5) An overarching theme in the poem is temporality (issues of time). How does Shelley play with notions of past, present, and future in “Ozymandias”?
6) Which version of “Ozymandias” do you prefer? Why?
12th grade- read pp 129-148.
9th grade- for tomorrow: make a list of conflicts that occur in Acts I and II because of the characters’ roles.

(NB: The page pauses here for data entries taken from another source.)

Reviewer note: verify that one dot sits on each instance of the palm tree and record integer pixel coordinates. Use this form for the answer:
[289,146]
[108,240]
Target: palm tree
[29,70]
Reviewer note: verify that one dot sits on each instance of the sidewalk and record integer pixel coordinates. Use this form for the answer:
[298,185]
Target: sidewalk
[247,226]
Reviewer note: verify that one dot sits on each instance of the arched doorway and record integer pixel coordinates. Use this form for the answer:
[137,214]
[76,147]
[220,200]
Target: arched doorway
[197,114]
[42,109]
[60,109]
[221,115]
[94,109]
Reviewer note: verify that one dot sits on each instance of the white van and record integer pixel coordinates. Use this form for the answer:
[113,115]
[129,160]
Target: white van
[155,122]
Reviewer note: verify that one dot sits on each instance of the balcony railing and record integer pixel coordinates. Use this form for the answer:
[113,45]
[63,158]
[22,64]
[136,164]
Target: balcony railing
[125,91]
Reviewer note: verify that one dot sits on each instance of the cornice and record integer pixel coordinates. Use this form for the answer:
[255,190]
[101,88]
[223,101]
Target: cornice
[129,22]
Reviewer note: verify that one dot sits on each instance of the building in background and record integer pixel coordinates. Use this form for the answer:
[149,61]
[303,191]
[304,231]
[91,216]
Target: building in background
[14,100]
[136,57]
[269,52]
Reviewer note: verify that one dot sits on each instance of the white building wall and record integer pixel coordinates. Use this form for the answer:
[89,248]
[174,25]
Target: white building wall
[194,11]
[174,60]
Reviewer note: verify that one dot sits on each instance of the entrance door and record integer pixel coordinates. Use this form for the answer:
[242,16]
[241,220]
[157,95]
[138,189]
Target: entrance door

– for Friday 5/26: read through the whistleblower handout. Select a person to write a short essay on and give a class presentation on. You will be addressing these points: 1) short bio 2) why was this whistleblowing incident important? 3) what was controversial about it? 4) what were the immediate and long-term consequences? 5) why did you choose this person? On Mon. I will ask you whom you have selected.
11th grade- continue to work on the Regents essay.
AP Psych.- continue to review for the final.
10th grade- read chapters 12 and 13. Prepare for test Mon. on chapters 1-11 (not open book). Review your notes on The Scarlet Letter. We will review that book Mon.